The Hang Seng Index added 0.2 percent to 23,215.16 at the close after falling as much as 0.3 percent. The gauge lost 2.1 percent for the week, the steepest such decline since November. About two stocks rose for each that fell on the gauge today, with trading volume about 9.5 percent above the 30-day average for the time of day. The Hang Seng China Enterprises Index of mainland companies lost 0.3 percent to 11,649.78.
“Many investors are taking a wait-and-see attitude” before the Lunar New Year holidays, said Peter Lai, director of sales at brokerage DBS Vickers Hong Kong Ltd. “China’s economy is picking up. I’m still bullish on the market for this half of this year because of fund flows.
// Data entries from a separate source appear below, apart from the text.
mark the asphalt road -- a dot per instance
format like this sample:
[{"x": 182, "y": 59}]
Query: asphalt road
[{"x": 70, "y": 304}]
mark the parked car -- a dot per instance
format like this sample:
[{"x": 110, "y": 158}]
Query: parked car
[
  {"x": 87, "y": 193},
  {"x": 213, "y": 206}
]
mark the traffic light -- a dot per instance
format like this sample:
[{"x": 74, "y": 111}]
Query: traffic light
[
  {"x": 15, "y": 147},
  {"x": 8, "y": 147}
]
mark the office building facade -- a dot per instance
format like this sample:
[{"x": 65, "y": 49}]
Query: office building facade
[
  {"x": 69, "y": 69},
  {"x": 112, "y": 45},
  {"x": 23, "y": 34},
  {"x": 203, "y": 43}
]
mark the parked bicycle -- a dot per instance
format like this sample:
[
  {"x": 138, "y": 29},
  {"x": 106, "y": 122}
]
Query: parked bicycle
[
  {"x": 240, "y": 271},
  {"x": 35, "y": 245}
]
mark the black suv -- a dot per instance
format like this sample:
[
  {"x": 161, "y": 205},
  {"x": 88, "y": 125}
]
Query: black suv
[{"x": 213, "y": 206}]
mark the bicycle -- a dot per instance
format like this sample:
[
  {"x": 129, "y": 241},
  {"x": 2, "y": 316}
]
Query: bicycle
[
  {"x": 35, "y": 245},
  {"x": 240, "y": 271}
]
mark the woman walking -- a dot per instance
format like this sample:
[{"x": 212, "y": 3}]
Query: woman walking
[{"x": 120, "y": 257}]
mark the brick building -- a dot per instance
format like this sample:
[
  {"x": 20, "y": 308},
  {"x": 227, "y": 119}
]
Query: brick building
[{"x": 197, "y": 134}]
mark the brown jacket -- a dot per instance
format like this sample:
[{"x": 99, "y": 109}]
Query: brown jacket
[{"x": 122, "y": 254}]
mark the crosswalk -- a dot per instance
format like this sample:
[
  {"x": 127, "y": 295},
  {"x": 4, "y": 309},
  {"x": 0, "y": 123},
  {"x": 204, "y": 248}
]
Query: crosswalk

For the second half, we are not sure if figures coming from the U.S., China and Europe will be positive, and Europe’s debt could be a problem again.”
Hong Kong’s market will be shut three days next week for the Lunar New Year holidays, while markets in mainland China will be closed all week. The Hang Seng Index surged 22 percent from the end of August through January, when the gauge capped its longest monthly winning streak since July 2009. Shares rose amid signs of recovery in the U.S. and China, and as central banks around the globe added stimulus.
China’s consumer prices rose 2 percent from a year earlier, decelerating from a 2.5 percent gain a month earlier, the government said. A separate report showed China’s exports rose 25 percent in January from a year earlier, exceeding the 17.5 percent median of economists’ estimates.
Galaxy Entertainment climbed 3.9 percent to HK$33.55. SJM Holdings Ltd., founded by tycoon Stanley Ho, jumped 7.6 percent to HK$20.50. Wynn Macau Ltd. added 4.4 percent to HK$20.30.
Seventeen major casino hotels in Macau were fully booked from Feb. 12 through Feb. 14 for the Chinese holiday, according to Karen Tang, a Hong Kong-based analyst at Deutsche Bank AG. The surge may help boost monthly gaming revenue 15 percent from a year earlier to $27.9 billion patacas ($3.5 billion), she said.
Soundwill rose 6.1 percent to HK$22.70 after Daiwa Securities raised the Hong Kong property manager’s target price to HK$28.40 from HK$13.95, while maintaining its buy rating.
Futures on the Standard & Poor’s 500 Index rose 0.1 percent. The gauge yesterday slid 0.2 percent as corporate earnings reports disappointed and European policy makers warned the euro’s advance could hamper the region’s recovery.
China Minsheng dropped 2.6 percent to HK$10.72. The China Securities Regulatory Commission approved the lender’s convertible-bond sale, according to a statement to the Shanghai Stock Exchange yesterday.
Futures on the Hang Seng Index climbed 0.2 percent to 23,242. The HSI Volatility Index rose 0.2 percent to 14.25, indicating traders expect a swing of 4.1 percent for the equity benchmark in the next 30 days.